A tuple of the advanced state at time steps * timestamp, and outputs with a leading time axis at the time-steps specified by steps, timedelta and start_with_input.

Unit conversion

The internal state of NeuralGCM models uses non-dimensional units and “simulation time,” instead of SI and numpy.datetime64. These utilities allow for converting arrays back and forth, including inside JAX code:

PressureLevelModel.to_nondim_units(value: float | ndarray | Array | DataArray, units: str) float | ndarray | Array | DataArray[source]
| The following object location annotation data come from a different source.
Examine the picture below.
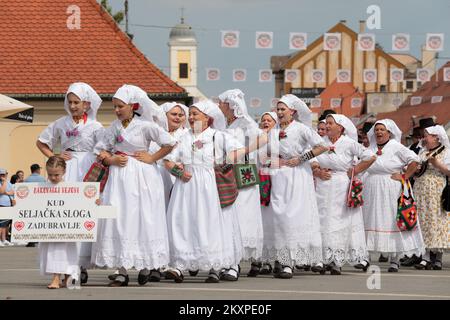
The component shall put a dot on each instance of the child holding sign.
(58, 257)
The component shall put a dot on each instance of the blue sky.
(209, 17)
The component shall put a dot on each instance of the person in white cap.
(201, 236)
(78, 132)
(342, 227)
(291, 221)
(137, 237)
(428, 187)
(382, 187)
(177, 125)
(249, 220)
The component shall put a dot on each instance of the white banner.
(291, 75)
(298, 40)
(230, 39)
(370, 75)
(446, 74)
(400, 42)
(435, 42)
(239, 75)
(332, 41)
(212, 74)
(66, 212)
(366, 42)
(265, 75)
(343, 75)
(264, 40)
(423, 74)
(396, 75)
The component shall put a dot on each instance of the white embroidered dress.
(291, 221)
(342, 227)
(138, 236)
(200, 235)
(381, 194)
(80, 138)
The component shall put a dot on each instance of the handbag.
(98, 172)
(225, 181)
(407, 209)
(354, 194)
(445, 197)
(265, 186)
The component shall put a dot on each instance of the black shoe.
(155, 276)
(83, 276)
(120, 281)
(142, 278)
(424, 264)
(254, 270)
(392, 268)
(266, 269)
(362, 267)
(193, 273)
(176, 275)
(437, 265)
(212, 278)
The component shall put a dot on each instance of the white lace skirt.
(291, 221)
(200, 233)
(380, 210)
(342, 227)
(248, 208)
(138, 236)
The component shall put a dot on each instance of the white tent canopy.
(14, 109)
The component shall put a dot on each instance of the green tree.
(118, 16)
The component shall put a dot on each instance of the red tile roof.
(345, 91)
(435, 87)
(41, 56)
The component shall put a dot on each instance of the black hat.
(367, 126)
(325, 113)
(426, 122)
(35, 167)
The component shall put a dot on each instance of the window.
(183, 71)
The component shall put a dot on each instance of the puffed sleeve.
(406, 155)
(50, 135)
(155, 133)
(360, 151)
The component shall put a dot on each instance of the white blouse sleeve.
(406, 155)
(361, 152)
(50, 135)
(155, 133)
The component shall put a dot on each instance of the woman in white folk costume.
(137, 237)
(78, 132)
(200, 234)
(291, 221)
(177, 125)
(428, 189)
(247, 206)
(382, 188)
(342, 227)
(58, 258)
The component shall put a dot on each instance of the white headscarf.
(235, 98)
(142, 104)
(85, 93)
(212, 110)
(440, 132)
(273, 115)
(349, 128)
(166, 107)
(390, 126)
(303, 114)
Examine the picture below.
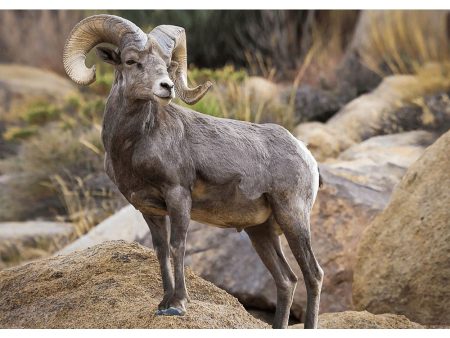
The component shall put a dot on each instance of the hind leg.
(294, 222)
(267, 244)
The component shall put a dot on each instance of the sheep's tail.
(320, 178)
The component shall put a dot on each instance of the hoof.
(171, 311)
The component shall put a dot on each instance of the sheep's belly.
(226, 206)
(218, 205)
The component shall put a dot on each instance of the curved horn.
(90, 32)
(171, 42)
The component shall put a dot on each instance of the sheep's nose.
(167, 85)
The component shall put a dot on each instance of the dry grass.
(401, 42)
(58, 171)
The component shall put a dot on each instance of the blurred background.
(367, 90)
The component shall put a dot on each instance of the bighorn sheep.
(171, 161)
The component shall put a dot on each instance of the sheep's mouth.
(167, 97)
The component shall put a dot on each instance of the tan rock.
(362, 320)
(403, 260)
(24, 241)
(112, 285)
(127, 224)
(400, 103)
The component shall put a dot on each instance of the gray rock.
(403, 259)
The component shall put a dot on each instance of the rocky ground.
(111, 285)
(24, 241)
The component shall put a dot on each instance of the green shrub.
(14, 134)
(41, 113)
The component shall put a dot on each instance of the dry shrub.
(235, 95)
(35, 37)
(52, 163)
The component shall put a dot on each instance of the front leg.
(178, 201)
(160, 238)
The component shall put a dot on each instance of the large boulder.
(356, 188)
(24, 241)
(362, 320)
(403, 260)
(111, 285)
(127, 224)
(400, 103)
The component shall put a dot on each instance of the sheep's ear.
(108, 55)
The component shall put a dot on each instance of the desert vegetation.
(367, 90)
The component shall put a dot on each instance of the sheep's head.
(149, 67)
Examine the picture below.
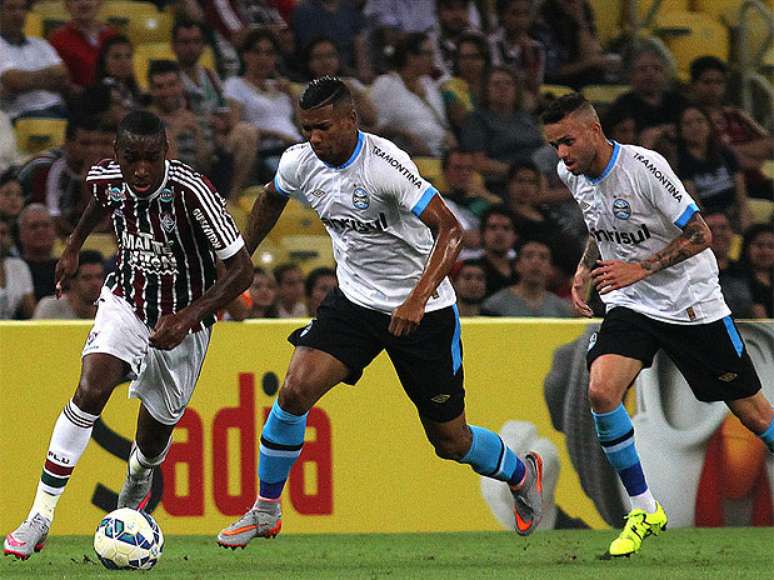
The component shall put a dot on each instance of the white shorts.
(164, 380)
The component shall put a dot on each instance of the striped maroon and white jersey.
(167, 241)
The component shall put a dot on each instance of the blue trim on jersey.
(733, 333)
(355, 153)
(456, 345)
(686, 215)
(424, 201)
(610, 165)
(278, 189)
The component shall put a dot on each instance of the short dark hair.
(90, 257)
(325, 90)
(563, 106)
(702, 64)
(315, 275)
(162, 66)
(142, 124)
(186, 23)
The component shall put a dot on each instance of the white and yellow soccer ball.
(128, 539)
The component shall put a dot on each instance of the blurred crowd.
(459, 84)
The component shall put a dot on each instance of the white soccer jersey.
(370, 206)
(634, 209)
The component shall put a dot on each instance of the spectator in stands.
(500, 131)
(33, 77)
(187, 139)
(262, 295)
(339, 20)
(55, 178)
(321, 58)
(79, 301)
(574, 55)
(36, 245)
(235, 142)
(319, 283)
(9, 153)
(11, 197)
(290, 286)
(529, 296)
(751, 143)
(469, 281)
(498, 237)
(651, 102)
(390, 20)
(513, 47)
(79, 40)
(708, 169)
(463, 92)
(115, 68)
(17, 299)
(734, 282)
(262, 98)
(409, 103)
(758, 262)
(453, 19)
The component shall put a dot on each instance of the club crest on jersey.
(167, 222)
(360, 198)
(116, 194)
(621, 209)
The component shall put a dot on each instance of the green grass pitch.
(683, 553)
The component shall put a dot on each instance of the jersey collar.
(355, 153)
(155, 194)
(609, 167)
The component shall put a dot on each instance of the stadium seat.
(604, 94)
(145, 53)
(36, 135)
(555, 91)
(689, 35)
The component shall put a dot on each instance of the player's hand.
(578, 291)
(66, 268)
(406, 317)
(170, 331)
(612, 275)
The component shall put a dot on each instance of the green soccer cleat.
(639, 525)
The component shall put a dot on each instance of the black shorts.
(428, 361)
(712, 357)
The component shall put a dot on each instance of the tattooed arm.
(582, 279)
(613, 274)
(266, 211)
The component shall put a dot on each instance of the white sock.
(69, 439)
(141, 466)
(644, 501)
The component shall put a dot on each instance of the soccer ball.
(128, 539)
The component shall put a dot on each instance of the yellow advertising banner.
(366, 465)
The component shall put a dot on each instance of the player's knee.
(603, 395)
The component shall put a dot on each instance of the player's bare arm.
(266, 210)
(614, 274)
(448, 241)
(68, 262)
(172, 329)
(582, 279)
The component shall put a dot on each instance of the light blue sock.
(768, 436)
(281, 441)
(616, 435)
(490, 456)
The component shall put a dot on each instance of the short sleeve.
(286, 181)
(216, 223)
(401, 179)
(663, 188)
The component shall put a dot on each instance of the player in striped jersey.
(155, 312)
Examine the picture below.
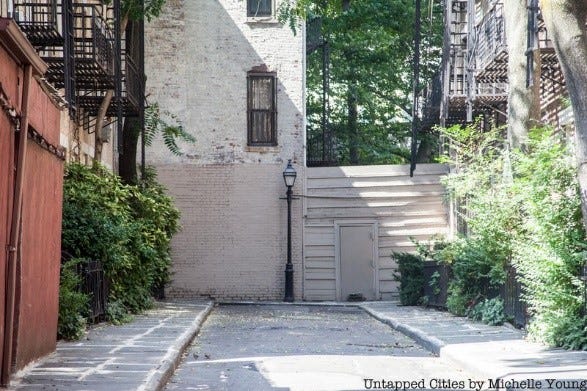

Scale a value to the model’s internal non-dimensional units.

PressureLevelModel.from_nondim_units(value: float | ndarray | Array | DataArray, units: str) float | ndarray | Array | DataArray[source]

Scale a value from the model’s internal non-dimensional units.

PressureLevelModel.datetime64_to_sim_time(datetime64: ndarray) ndarray[source]

Converts a datetime64 array to sim_time.

PressureLevelModel.sim_time_to_datetime64(sim_time: ndarray) ndarray[source]

Converts a sim_time array to datetime64.

Xarray conversion

Xarray is convenient for data preparation and evaluation, but is not compatible with JAX. Use these methods to convert between xarray.Dataset objects and inputs/outputs from learned methods:

PressureLevelModel.inputs_from_xarray(dataset: Dataset) dict[str, ndarray][source]

Extract inputs from an xarray.Dataset.

PressureLevelModel.forcings_from_xarray(dataset: Dataset) dict[str, ndarray][source]

Extract forcings from an xarray.Dataset.

PressureLevelModel.data_to_xarray(data: dict[str, float | ndarray | Array], times: ndarray | None, decoded: bool = True) Dataset[source]

Converts decoded model predictions to xarray.Dataset format.

Parameters:
  • data – dict of arrays with shapes matching input/outputs or encoded model state for this model, i.e., with shape ([time,] level, longitude, latitude), where [time,] indicates an optional leading time dimension.

  • times – either None indicating no leading time dimension on any variables, or a coordinate array of times with shape (time,).

  • decoded – if True, use self.data_coords to determine the output coordinates; otherwise use self.model_coords.

Returns:

An xarray.Dataset with appropriate coordinates and dimensions.

Demo dataset & models

These constructors are useful for testing purposes, to avoid the need to load large datasets from cloud storage. Instead, they rely on small test datasets packaged with the neuralgcm code.

For non-testing purposes, see the model checkpoints from the paper in the Forecasting quick start.

neuralgcm.demo.load_data(coords: CoordinateSystem) Dataset[source]

Load demo data for the given coordinate system.

neuralgcm.demo.load_checkpoint_tl63_stochastic()[source]

Load a checkpoint for a toy TL63 stochastic model.